People, Places, and Things

 photo ae6e5c76-eb88-41b7-865f-d01dcdcaec46_zpsbbdp4fmg.jpg
 
 


~~ 1 ~~
 
Italian cousins
winding long spaghetti strands
around their fork tines
 
~~ 2 ~~
 
dour great-grandmother
dreaming of being a corpse
in less than a year
 
~~ 3 ~~
 
Loud clashing cymbals—
even the deaf boy hears them
and jumps from his chair.
 
~~ 4 ~~
 
Seven misspelled words—
she thinks the world has ended
as she fails the test.
 
~~ 5 ~~
 
A brook by the way—
she pauses to slake her thirst
before moving on.
 
~~ 6 ~~
 
on the homeward way
pushing through thorns and brambles
to get to her door
 
~~ 7 ~~
 
a tanning salon
where the KKK sister
turns her white skin brown
 
~~ 8 ~~
 
grandfather’s casket
hewn from a tree that he felled
forty years ago
 
~~ 9 ~~
 
an old garden rake
abandoned by the shoreline
after digging clams
 
~~ 10 ~~
 
recent crash debris
still littering the freeway
glass and wiper blades
 

 
Haiku © 2016 by Magical Mystical Teacher
 
 
More Poetry Pantry #315
 
More Sunday’s Whirligig #72

Posted on August 14, 2016, in 5-7-5, haiku, Poetry Pantry, Poets United, Sunday's Whirligig and tagged , , , , , , , , , , , . Bookmark the permalink. 18 Comments.

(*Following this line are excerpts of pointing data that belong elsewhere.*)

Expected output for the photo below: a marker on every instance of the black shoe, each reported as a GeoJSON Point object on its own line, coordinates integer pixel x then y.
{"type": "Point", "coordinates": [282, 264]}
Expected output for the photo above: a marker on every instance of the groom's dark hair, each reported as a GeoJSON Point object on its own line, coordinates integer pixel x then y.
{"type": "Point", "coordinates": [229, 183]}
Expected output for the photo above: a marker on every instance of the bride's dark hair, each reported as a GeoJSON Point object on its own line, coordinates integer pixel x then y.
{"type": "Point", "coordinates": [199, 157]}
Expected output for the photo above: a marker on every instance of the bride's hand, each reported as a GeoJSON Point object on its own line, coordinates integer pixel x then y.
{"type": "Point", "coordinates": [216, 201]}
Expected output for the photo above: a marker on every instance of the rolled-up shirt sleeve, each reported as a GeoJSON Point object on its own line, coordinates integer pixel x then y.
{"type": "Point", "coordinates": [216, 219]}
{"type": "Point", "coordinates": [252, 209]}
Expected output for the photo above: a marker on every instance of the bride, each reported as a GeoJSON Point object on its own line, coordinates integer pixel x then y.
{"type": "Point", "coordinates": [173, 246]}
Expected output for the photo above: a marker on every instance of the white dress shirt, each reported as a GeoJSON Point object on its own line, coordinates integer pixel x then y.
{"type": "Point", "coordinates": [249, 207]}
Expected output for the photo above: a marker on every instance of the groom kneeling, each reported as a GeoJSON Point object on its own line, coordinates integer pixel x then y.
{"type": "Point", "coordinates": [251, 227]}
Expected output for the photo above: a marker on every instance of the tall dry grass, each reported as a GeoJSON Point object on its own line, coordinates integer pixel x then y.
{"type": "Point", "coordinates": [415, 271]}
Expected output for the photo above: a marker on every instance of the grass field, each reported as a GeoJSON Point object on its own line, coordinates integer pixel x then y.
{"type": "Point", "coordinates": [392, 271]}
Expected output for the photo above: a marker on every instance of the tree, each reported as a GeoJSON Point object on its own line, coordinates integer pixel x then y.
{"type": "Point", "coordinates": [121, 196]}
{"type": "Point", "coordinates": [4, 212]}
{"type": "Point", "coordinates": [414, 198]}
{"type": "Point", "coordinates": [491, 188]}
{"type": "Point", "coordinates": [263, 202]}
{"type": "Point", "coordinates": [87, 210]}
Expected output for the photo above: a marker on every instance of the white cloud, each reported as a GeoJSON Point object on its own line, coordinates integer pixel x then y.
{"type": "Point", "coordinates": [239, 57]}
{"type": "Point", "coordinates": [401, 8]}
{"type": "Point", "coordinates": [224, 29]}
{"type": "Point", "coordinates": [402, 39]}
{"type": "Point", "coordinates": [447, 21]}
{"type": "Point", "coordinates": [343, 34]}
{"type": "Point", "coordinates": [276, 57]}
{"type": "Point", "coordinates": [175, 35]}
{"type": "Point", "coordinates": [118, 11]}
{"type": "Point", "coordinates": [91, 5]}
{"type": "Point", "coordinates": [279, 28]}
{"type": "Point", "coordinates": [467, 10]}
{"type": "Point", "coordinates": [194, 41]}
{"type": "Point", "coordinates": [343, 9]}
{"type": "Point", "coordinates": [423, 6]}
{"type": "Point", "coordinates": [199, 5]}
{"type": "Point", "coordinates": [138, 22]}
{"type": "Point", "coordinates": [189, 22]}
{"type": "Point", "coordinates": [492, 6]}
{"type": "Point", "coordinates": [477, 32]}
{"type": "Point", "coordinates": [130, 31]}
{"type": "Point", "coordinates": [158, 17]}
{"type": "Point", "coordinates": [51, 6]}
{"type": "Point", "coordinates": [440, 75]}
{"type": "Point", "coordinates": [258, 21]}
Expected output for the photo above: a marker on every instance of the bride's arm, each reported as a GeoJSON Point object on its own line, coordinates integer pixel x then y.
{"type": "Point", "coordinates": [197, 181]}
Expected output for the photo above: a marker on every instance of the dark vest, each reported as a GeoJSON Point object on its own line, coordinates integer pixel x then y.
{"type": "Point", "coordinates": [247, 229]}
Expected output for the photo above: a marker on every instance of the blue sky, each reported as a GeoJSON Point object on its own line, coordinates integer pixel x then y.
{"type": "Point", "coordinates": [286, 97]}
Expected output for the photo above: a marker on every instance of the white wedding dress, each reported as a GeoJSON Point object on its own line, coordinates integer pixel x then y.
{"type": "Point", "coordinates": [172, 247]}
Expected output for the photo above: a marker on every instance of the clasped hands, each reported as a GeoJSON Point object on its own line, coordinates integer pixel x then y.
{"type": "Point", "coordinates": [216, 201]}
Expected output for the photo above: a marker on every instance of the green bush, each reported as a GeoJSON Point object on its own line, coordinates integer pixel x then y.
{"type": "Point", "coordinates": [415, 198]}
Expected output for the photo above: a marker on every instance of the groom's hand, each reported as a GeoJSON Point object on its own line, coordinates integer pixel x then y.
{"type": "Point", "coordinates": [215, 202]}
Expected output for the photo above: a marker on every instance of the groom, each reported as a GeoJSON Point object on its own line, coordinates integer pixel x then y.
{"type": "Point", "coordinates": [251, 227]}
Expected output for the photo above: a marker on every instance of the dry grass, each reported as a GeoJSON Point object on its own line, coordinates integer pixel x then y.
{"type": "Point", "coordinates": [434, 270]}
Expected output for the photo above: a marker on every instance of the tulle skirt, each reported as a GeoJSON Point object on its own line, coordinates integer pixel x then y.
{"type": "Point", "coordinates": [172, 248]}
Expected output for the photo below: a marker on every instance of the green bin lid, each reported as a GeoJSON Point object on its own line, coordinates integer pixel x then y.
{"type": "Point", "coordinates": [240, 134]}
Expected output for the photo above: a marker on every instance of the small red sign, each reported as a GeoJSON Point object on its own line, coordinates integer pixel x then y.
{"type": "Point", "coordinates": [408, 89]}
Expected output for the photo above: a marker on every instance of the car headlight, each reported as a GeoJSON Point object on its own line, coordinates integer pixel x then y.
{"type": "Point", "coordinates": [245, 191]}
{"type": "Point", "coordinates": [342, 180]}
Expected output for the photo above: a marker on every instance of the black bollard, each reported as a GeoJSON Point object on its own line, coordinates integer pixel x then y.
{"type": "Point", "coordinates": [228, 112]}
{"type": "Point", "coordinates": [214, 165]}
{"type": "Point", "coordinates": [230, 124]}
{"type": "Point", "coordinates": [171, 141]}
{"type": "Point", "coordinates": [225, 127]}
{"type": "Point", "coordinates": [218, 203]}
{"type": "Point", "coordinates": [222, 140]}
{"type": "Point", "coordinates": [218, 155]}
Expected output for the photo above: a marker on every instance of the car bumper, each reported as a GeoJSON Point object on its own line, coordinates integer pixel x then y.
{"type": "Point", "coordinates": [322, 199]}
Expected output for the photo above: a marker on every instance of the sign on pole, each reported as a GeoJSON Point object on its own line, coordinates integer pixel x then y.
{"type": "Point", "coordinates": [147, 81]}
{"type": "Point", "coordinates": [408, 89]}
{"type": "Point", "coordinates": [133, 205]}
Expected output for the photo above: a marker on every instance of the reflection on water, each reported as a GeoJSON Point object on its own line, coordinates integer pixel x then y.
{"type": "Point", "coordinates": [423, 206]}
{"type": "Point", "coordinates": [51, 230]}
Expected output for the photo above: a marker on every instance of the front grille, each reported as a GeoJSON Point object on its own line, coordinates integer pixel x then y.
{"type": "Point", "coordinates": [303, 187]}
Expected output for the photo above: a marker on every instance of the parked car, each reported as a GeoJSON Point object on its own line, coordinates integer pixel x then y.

  1. What an epic journey – i think you have captured a slice of humanity in ten magical parts – 7 raised a wry smile – each a wonderful story.. touching..and at once a world away but relatable..

  2. That is quite a miscellany of haiku. I must confess I laughed aloud at “A tanning salon” .

  3. What a lovely Sunday conversation! i luv the drama of Haiku #3

    much love…

  4. Wow! What an imagination. It’s like reading a series of stories, each narrating its own tale.

  5. Oh the hypocrisy of tanning salons and white supremacy… the old garden rake could be next to a red wheelbarrow… very imagiist

  6. The vibrations of the clashing cymbals is what is felt and translated into sound

  7. Very vividly painted vignettes! Interesting the KKK sister tanning her white skin brown.

  8. What a journey here, and what the attitude…esp. at that great-grandmother…

  9. I can see how someone would be upset by those seven misspelled words leading to failure; and ah, poor grandmother not having a brighter dream.

  10. “dreaming of being a corpse” so very sad when life means existence only and not living….wonderful, each one….

  11. A brook by the way—
    she pauses to slake her thirst
    before moving on.

    Lovely!! ❤

  12. An interesting set. I fell for the dour great grandmother.

  13. Rosemary Nissen-Wade

    You always surprise me – I love that.

  14. I really enjoyed this, stanza 7 so well penned.

  15. Wow! each of these opens up a world beyond its words. Of course, my head spun a link between the actual handicaps of characters in the first haiku, the seeming handicaps and ironies of the latter.